Non abbiamo vincoli geografici o, come detto, di settore. Comunque non investiamo più del 25% su un singolo comparto, non più del 7% su una singola emissione e non più del 10% su un singolo emittente. Rispetto ad altri fondi poi non compriamo tutto il debito emesso da un emittente. Se una società emette dieci milioni di euro di bond ne acquistiamo solo una parte. Non vogliamo porci come un unico interlocutore nei confronti del cliente, vogliamo diversificare il portafoglio. La nostra logica è quella dell’investitore puro.
FIRSTonline – Qual è l’attrattiva di questo tipo di investimento?
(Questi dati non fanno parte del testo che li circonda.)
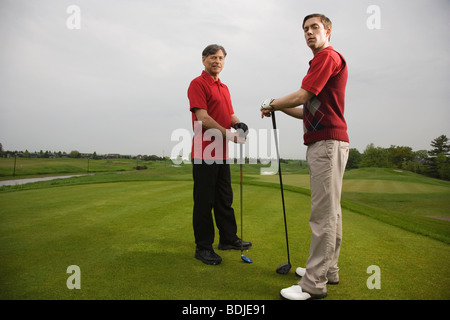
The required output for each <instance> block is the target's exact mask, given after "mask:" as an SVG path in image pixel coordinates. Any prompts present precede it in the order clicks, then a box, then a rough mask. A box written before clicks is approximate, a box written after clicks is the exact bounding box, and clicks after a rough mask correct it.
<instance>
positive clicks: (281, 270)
mask: <svg viewBox="0 0 450 320" xmlns="http://www.w3.org/2000/svg"><path fill="white" fill-rule="evenodd" d="M272 125H273V131H274V135H275V147H276V149H277V159H278V176H279V177H280V187H281V201H282V203H283V216H284V230H285V234H286V248H287V253H288V262H287V263H284V264H282V265H281V266H279V267H278V268H277V273H279V274H287V273H288V272H289V270H291V257H290V255H289V239H288V233H287V222H286V209H285V206H284V192H283V179H282V177H281V162H280V151H279V150H278V135H277V123H276V121H275V112H274V111H272Z"/></svg>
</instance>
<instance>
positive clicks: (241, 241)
mask: <svg viewBox="0 0 450 320" xmlns="http://www.w3.org/2000/svg"><path fill="white" fill-rule="evenodd" d="M240 149H241V150H240V151H241V161H240V162H241V163H240V171H241V179H240V180H241V259H242V261H244V262H246V263H252V262H253V261H252V259H250V258H249V257H246V256H244V247H243V246H244V245H243V243H244V237H243V230H244V227H243V220H244V219H243V218H242V162H243V156H242V143H241V144H240Z"/></svg>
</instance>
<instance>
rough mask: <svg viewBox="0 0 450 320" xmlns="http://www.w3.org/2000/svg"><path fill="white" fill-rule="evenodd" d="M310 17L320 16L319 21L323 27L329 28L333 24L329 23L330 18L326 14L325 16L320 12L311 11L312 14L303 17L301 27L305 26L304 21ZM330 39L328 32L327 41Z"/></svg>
mask: <svg viewBox="0 0 450 320" xmlns="http://www.w3.org/2000/svg"><path fill="white" fill-rule="evenodd" d="M311 18H320V21H321V22H322V24H323V27H324V28H325V29H331V27H332V26H333V24H332V23H331V20H330V19H329V18H328V17H327V16H325V15H324V14H321V13H313V14H309V15H307V16H306V17H305V19H303V24H302V29H304V28H305V22H306V20H308V19H311ZM330 40H331V34H330V36H329V37H328V41H330Z"/></svg>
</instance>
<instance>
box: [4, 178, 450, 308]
mask: <svg viewBox="0 0 450 320" xmlns="http://www.w3.org/2000/svg"><path fill="white" fill-rule="evenodd" d="M233 187H234V190H235V191H236V192H235V203H234V207H235V208H236V210H237V212H236V217H237V220H238V226H239V209H238V208H239V193H238V191H237V190H239V185H234V186H233ZM285 200H286V212H287V215H288V228H289V240H290V245H291V260H292V263H293V267H294V268H295V267H296V266H304V264H305V262H306V259H307V256H308V251H309V239H310V231H309V225H308V216H309V197H308V196H306V195H303V194H300V193H297V192H292V191H287V190H286V191H285ZM0 203H2V205H1V206H0V218H1V219H2V224H1V225H0V257H1V261H2V272H1V274H0V283H1V284H2V291H1V293H0V297H1V298H3V299H195V300H197V299H236V300H245V299H279V290H280V289H281V288H283V287H287V286H290V285H292V284H294V283H296V282H297V281H298V278H297V277H296V276H295V275H294V273H293V271H291V273H290V274H289V275H287V276H281V275H278V274H276V272H275V269H276V267H278V266H279V265H280V264H281V263H284V262H287V258H286V247H285V238H284V226H283V215H282V209H281V208H282V207H281V198H280V192H279V190H277V189H275V188H267V187H263V186H253V185H244V233H245V235H246V236H245V238H246V239H248V240H251V241H252V242H253V244H254V247H253V248H252V249H250V250H249V252H248V253H246V255H248V256H249V257H251V258H252V259H253V261H254V263H253V264H250V265H248V264H244V263H243V262H242V261H241V260H240V252H239V251H226V252H222V251H218V252H219V254H221V256H222V257H223V258H224V261H223V263H222V264H221V265H219V266H206V265H204V264H202V263H201V262H199V261H198V260H196V259H194V248H195V245H194V239H193V231H192V182H187V181H185V182H171V181H166V182H164V181H154V182H126V183H125V182H120V183H109V184H108V183H103V184H92V185H80V186H70V187H59V188H51V189H38V190H28V191H21V192H9V193H4V194H0ZM343 216H344V243H343V247H342V253H341V265H340V266H341V284H340V285H339V286H336V287H332V286H330V287H329V293H330V294H329V297H328V299H448V298H449V292H448V287H449V285H450V281H449V276H448V275H449V274H450V270H449V266H448V263H447V261H448V259H449V258H450V253H449V246H448V245H446V244H444V243H442V242H439V241H434V240H432V239H429V238H426V237H422V236H420V235H416V234H413V233H410V232H407V231H404V230H401V229H398V228H396V227H393V226H390V225H387V224H385V223H383V222H380V221H376V220H374V219H371V218H370V217H366V216H362V215H358V214H355V213H353V212H351V211H348V210H344V212H343ZM3 222H5V223H3ZM238 230H239V228H238ZM217 242H218V236H217V237H216V242H215V247H217ZM72 264H75V265H79V266H80V268H81V272H82V280H81V285H82V288H81V290H68V289H67V287H66V280H67V277H68V276H69V275H68V274H66V268H67V267H68V266H69V265H72ZM373 264H375V265H378V266H379V267H380V268H381V272H382V275H381V276H382V278H381V279H382V289H381V290H369V289H368V288H367V286H366V280H367V278H368V277H369V274H367V272H366V270H367V267H369V266H370V265H373ZM427 273H428V274H433V277H421V279H420V287H417V276H418V275H423V274H427ZM436 279H439V281H436Z"/></svg>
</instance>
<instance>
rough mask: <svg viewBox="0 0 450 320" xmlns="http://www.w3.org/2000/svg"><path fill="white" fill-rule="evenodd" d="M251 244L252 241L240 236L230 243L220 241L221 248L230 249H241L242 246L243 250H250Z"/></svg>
mask: <svg viewBox="0 0 450 320" xmlns="http://www.w3.org/2000/svg"><path fill="white" fill-rule="evenodd" d="M241 242H242V244H241ZM251 246H252V243H251V242H250V241H244V240H241V239H239V238H237V239H236V241H234V242H230V243H228V242H227V243H223V242H219V249H220V250H230V249H235V250H241V247H242V249H243V250H248V249H250V247H251Z"/></svg>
I tassi di interesse aiutano perché i rendimenti di obbligazioni governative e corporate sono ormai ai minimi termini e i mini-bond permettono di poter investire su un’asset class che può garantire 2-3 volte il rendimento del Btp.Noi siamo tarati attorno al 6% come obbiettivo lordo del nostro fondo, da cui vanno decurtate le commissioni di gestione e le tasse.
FIRSTonline – Le commissioni saranno penso più alte di un fondo obbligazionario medio.
Sì perché è necessario tutto un lavoro aggiuntivo di accurata due-diligence. Noi abbiamo due quote di investimento. Sulla classe A, dove l’investimento minimo è di 2,5 milioni di euro, la commissione è dello 0,8%. Sulla classe B dove l’investimento minimo è di 250mila euro, la commissione è dell’1,2%
FIRSTonline – A che punto siete nel processo di raccolta e investimento?
Stiamo completando il fundraising ed entro fine settembre faremo il Cda per il primo closing sulla raccolta delle risorse che si chiuderà sopra i 30 milioni di euro. Dobbiamo ancora iniziare il processo di investimento. Ci stanno arrivando moltissime richieste e penso che una volta che avremo chiuso la raccolta le segnalazioni aumenteranno. Non facciamo in maniera attiva l’attività di scouting sugli investimenti, le aziende si propongono da sole, oppure le segnalazioni arrivano tramite l’advisor a cui ci appoggiamo e tramite gli stessi investitori. Entro fine anno penso che avremo investito su 2-3 aziende.